Scenario 3: The PDF Copy-Paste
A public health researcher compiles data from multiple sources for a systematic review. A few studies published supplementary tables only as PDF, so she copies the table from the PDF viewer, pastes into a spreadsheet, cleans up the columns, and reads the CSV into R. The data looks perfect – every country name is spelled correctly. But half the countries fail to match a reference population table.
# Simulating PDF copy-paste artifacts:
# \u00A0 is non-breaking space, \u200B is zero-width space
pdf_data <- data.frame(
country = c("Brazil", "India\u200B", "Germany",
"Japan\u00A0", "Canada", "France\u200B"),
prevalence = c(12.3, 8.7, 5.1, 3.9, 6.2, 4.8),
stringsAsFactors = FALSE
)
reference <- data.frame(
country = c("Brazil", "India", "Germany", "Japan",
"Canada", "France", "Italy"),
population_m = c(214, 1408, 84, 125, 38, 68, 59),
stringsAsFactors = FALSE
)Printing the PDF data shows nothing wrong:
pdf_data$country
#> [1] "Brazil" "India" "Germany" "Japan " "Canada" "France"The zero-width space after “India” and “France” occupies zero pixels.
The non-breaking space after “Japan” renders like a regular space but is
U+00A0, not U+0020 – trimws() will not always remove it.
The merge reflects this:
Three of six countries match. join_spy() detects the
invisible characters:
report <- join_spy(pdf_data, reference, by = "country")
repaired <- join_repair(pdf_data, reference, by = "country")
#> ✔ Repaired 3 value(s)
nrow(merge(repaired$x, repaired$y, by = "country"))
#> [1] 6Six matches. PDF copy-paste is the most common source of these
artifacts, but web scraping, OCR output, and legacy mainframe exports
can produce them too. One useful debugging trick outside of joinspy:
nchar("India\u200B") returns 6, not 5. But that requires
already suspecting the problem.
Scenario 4: The Slowly Growing Mismatch
An e-commerce pipeline joins transaction records to a product catalogue.
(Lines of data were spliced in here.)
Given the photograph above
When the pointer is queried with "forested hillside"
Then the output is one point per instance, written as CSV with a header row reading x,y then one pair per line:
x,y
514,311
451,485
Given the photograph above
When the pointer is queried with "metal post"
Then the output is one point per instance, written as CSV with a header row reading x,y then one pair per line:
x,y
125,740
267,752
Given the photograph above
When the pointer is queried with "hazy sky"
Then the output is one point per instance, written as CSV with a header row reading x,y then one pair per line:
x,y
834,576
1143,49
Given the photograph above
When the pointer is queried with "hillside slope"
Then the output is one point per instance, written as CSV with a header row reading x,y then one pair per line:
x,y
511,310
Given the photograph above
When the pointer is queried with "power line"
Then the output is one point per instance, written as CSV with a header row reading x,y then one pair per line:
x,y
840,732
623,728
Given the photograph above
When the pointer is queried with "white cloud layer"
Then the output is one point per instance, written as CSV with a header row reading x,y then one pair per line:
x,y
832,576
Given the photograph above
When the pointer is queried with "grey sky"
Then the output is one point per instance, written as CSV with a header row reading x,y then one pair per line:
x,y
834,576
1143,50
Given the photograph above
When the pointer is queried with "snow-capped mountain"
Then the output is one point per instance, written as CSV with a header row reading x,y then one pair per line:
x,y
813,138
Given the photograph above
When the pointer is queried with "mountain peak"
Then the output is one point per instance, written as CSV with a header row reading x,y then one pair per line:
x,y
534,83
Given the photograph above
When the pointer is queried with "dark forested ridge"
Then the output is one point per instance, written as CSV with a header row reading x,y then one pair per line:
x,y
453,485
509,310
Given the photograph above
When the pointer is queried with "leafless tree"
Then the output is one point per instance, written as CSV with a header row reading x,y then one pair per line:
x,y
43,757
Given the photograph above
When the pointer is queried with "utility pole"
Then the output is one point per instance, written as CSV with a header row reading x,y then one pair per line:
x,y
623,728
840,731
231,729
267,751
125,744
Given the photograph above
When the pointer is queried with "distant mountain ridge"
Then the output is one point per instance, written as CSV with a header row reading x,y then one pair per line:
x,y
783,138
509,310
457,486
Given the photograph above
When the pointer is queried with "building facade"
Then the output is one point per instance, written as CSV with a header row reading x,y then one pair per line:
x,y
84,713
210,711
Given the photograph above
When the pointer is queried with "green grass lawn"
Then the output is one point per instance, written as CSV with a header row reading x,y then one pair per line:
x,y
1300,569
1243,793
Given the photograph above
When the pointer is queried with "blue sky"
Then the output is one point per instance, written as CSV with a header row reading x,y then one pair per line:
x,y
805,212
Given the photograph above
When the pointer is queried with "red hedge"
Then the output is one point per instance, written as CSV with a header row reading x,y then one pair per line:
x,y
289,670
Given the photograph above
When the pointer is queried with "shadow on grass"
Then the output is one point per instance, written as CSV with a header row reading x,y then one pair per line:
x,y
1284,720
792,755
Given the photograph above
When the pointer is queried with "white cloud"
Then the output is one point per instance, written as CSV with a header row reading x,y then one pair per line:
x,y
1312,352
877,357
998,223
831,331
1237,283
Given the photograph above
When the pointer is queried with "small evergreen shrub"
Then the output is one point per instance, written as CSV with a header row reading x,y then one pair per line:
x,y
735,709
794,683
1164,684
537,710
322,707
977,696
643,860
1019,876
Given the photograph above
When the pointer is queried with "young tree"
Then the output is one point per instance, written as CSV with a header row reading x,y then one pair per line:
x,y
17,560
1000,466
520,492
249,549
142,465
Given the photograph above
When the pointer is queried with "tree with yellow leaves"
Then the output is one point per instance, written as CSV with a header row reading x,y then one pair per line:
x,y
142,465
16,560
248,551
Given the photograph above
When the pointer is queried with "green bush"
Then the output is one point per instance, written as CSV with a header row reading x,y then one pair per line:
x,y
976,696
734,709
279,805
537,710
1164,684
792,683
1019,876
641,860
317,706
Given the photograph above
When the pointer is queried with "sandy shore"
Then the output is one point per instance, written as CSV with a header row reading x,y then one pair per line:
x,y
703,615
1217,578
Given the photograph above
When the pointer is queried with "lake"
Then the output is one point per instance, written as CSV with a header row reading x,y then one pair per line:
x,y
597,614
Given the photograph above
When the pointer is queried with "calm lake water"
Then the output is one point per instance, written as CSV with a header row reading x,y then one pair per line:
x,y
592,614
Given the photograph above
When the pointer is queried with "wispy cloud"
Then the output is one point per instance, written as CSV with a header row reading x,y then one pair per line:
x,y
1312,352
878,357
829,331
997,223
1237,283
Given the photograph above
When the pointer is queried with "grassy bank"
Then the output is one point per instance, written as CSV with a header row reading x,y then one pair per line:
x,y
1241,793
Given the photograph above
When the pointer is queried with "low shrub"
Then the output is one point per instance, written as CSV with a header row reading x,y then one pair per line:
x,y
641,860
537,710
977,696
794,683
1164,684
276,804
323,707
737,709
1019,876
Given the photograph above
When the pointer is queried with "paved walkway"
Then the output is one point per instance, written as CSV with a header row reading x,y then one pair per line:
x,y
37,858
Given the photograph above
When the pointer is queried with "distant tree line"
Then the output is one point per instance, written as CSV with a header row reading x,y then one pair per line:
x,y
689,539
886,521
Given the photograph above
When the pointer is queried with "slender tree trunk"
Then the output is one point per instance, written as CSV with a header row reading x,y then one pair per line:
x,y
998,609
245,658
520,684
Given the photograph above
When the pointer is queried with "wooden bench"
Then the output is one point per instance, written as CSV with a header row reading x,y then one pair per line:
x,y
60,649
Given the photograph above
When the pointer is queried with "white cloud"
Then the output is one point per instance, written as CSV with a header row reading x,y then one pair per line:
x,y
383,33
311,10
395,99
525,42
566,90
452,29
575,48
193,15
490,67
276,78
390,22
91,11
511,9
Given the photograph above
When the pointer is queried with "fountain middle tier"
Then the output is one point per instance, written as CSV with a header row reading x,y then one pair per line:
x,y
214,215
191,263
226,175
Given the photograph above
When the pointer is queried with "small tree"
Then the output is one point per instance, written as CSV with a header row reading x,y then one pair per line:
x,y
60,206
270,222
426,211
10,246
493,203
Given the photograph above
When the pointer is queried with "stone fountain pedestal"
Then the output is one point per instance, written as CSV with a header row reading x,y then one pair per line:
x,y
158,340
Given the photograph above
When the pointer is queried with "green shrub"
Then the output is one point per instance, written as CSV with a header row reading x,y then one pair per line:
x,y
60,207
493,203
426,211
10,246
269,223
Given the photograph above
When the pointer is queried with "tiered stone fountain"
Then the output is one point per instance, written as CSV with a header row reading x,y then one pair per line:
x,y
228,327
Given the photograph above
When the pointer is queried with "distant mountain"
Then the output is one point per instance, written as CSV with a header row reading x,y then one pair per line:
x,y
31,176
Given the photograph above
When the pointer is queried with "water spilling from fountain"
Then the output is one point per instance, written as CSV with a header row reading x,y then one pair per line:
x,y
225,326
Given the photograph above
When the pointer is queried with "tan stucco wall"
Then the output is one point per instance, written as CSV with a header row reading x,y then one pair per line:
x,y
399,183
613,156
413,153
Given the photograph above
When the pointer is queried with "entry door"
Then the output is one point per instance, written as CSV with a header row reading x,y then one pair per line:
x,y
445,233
The pipeline ran cleanly for months, then match rates started drifting: 99% in January, 97% in February, 94% in March. Nobody noticed until finance flagged a margin discrepancy in April.
The code had not changed. A new data entry clerk had joined the
warehouse team in December. The canonical product code format was
"WDG-100" – uppercase prefix, dash, three-digit suffix. The
new clerk sometimes omitted the dash, sometimes typed lowercase. The
warehouse system did fuzzy matching internally, so it accepted the
codes. The ETL join did not.
# Product catalogue (canonical format)
catalogue <- data.frame(
product_code = c("WDG-100", "WDG-101", "WDG-102",
"WDG-103", "WDG-104", "WDG-105"),
product_name = c("Widget A", "Widget B", "Widget C",
"Widget D", "Widget E", "Widget F"),
margin = c(0.35, 0.28, 0.42, 0.31, 0.39, 0.25),
stringsAsFactors = FALSE
)
# Recent transactions (mix of old and new clerk entries)
transactions <- data.frame(
product_code = c("WDG-100", "WDG-101", "WDG102",
"wdg-103", "WDG-104", "wdg105",
"WDG-100", "WDG103"),
quantity = c(5, 3, 7, 2, 4, 6, 1, 8),
stringsAsFactors = FALSE
)Some codes match and some do not, which makes partial failures harder to spot than complete ones.
report <- join_spy(transactions, catalogue, by = "product_code")Here is where this scenario differs from the previous ones.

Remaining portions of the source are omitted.